Bond yields barely rose on the various inflation reports during August. The US 10-year bond yield rose 9 basis points (bps) to 1.31% while the 30-year Treasury yield lifted 4bps to 1.93% making only small dents on the July rally when the 10-year bond and 30-year Treasury yields respectively fell by 25bps and 20bps. The stickiness of low US government bond yields in the face of high and rising inflation comes down to belief that the Federal Reserve will stay slow to raise official interest rates. Even the first step reducing monetary accommodation, tapering Fed bond purchases, is in doubt for its heralded late-2021 start amid signs of less robust US economic activity.

Nevertheless, high monthly US inflation reports look set to continue over the next month or two at least and may chip away the credibility of the Fed’s guidance of when it may taper bond purchases and eventually hike official interest rates. US government bond yields look set at the very least to drift higher over coming months.

In Australia, low government bond yields were better protected than in the US by Australia’s prospective GDP fall in Q3. Australia’s 10-year bond yield fell by 2bps to 1.15% in August. At the beginning of August, the RBA was talking optimistically about Australia’s growth prospects and cutting its regular bond purchases from $A5 billion a week to $4 billion a week in September. That optimism may have been tempered by the damage to near-term growth prospects from extended Covid lockdowns in New South Wales and Victoria.

Past economic readings have still been surprisingly strong. Q2 GDP showed a better-than-expected 0.7% q-o-q rise lifting annual growth to 9.6% y-o-y. Employment growth surprised in July rising by 2,200 and with the unemployment rate falling to a twelve-year low 4.6%. The good economic news will not last as the lockdowns take their toll in August and September monthly readings and ultimately Q3 GDP likely to be down 2.0% q-o-q at least.
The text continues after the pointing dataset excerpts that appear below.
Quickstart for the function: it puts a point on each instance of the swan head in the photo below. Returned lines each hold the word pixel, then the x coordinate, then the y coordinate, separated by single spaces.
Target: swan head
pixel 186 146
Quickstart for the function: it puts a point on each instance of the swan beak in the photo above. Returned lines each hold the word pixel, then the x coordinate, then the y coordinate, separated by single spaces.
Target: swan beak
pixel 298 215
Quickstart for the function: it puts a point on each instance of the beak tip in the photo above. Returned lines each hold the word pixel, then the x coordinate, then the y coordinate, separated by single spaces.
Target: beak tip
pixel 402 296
Doubt has also started to be expressed by analysts about whether growth will rebound in Q4. There is a National Plan for easing restrictions at 70% and 80% vaccination rates (achievable by mid-Q4) but how much restrictions ease will depend upon Covid infection, hospitalisation and death rates as well as Federal/State politics at the time. At the very least, it seems the downside risks to near-term growth prospects may cause the RBA to go more slowly tapering bond purchases while reinforcing its guidance on official interest rates that there will be no rate hikes before 2024.
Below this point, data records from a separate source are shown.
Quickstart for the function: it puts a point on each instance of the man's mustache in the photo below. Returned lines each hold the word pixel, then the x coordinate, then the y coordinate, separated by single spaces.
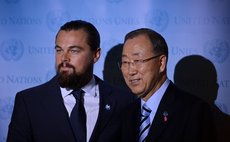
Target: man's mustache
pixel 65 65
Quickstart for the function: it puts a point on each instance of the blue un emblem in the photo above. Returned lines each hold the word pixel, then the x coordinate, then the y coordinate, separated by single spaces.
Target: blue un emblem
pixel 158 19
pixel 12 49
pixel 217 50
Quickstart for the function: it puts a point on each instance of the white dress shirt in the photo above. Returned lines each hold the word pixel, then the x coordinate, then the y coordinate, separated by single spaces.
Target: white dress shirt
pixel 91 104
pixel 154 101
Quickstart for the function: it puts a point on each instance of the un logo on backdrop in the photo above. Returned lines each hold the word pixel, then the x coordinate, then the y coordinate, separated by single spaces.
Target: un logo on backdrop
pixel 12 49
pixel 6 107
pixel 57 18
pixel 158 19
pixel 217 50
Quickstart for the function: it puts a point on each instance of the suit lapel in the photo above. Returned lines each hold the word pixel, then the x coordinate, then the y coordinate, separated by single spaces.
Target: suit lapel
pixel 106 109
pixel 163 114
pixel 53 105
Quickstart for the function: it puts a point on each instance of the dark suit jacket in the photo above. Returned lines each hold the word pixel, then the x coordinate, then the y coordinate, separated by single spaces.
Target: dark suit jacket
pixel 39 115
pixel 189 120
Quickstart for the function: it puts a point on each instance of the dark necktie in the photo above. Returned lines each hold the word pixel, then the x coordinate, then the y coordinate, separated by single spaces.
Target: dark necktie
pixel 78 117
pixel 145 123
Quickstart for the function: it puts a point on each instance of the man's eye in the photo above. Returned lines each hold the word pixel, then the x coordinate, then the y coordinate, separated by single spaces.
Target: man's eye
pixel 58 50
pixel 136 61
pixel 124 62
pixel 74 51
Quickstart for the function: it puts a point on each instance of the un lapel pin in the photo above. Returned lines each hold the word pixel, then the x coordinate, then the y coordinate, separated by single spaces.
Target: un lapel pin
pixel 165 116
pixel 107 107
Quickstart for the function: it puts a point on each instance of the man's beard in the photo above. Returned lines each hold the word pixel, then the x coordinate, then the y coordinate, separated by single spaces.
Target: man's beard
pixel 72 80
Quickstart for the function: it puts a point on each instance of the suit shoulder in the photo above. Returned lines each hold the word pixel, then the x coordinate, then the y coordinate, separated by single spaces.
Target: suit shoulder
pixel 39 88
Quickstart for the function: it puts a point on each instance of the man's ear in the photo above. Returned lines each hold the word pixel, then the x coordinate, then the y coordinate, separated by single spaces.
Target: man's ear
pixel 97 55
If US bond yields rise further because of increasing global inflation concern Australian bond yields will not be immune. The difference in Australian near-term growth prospects compared with the US, however, lending greater credibility to the RBA’s message than that of the Fed of holding down official interest rates longer implies relatively less upward pressure on Australian government bond yields than may be evident on US bond yields over the next few months.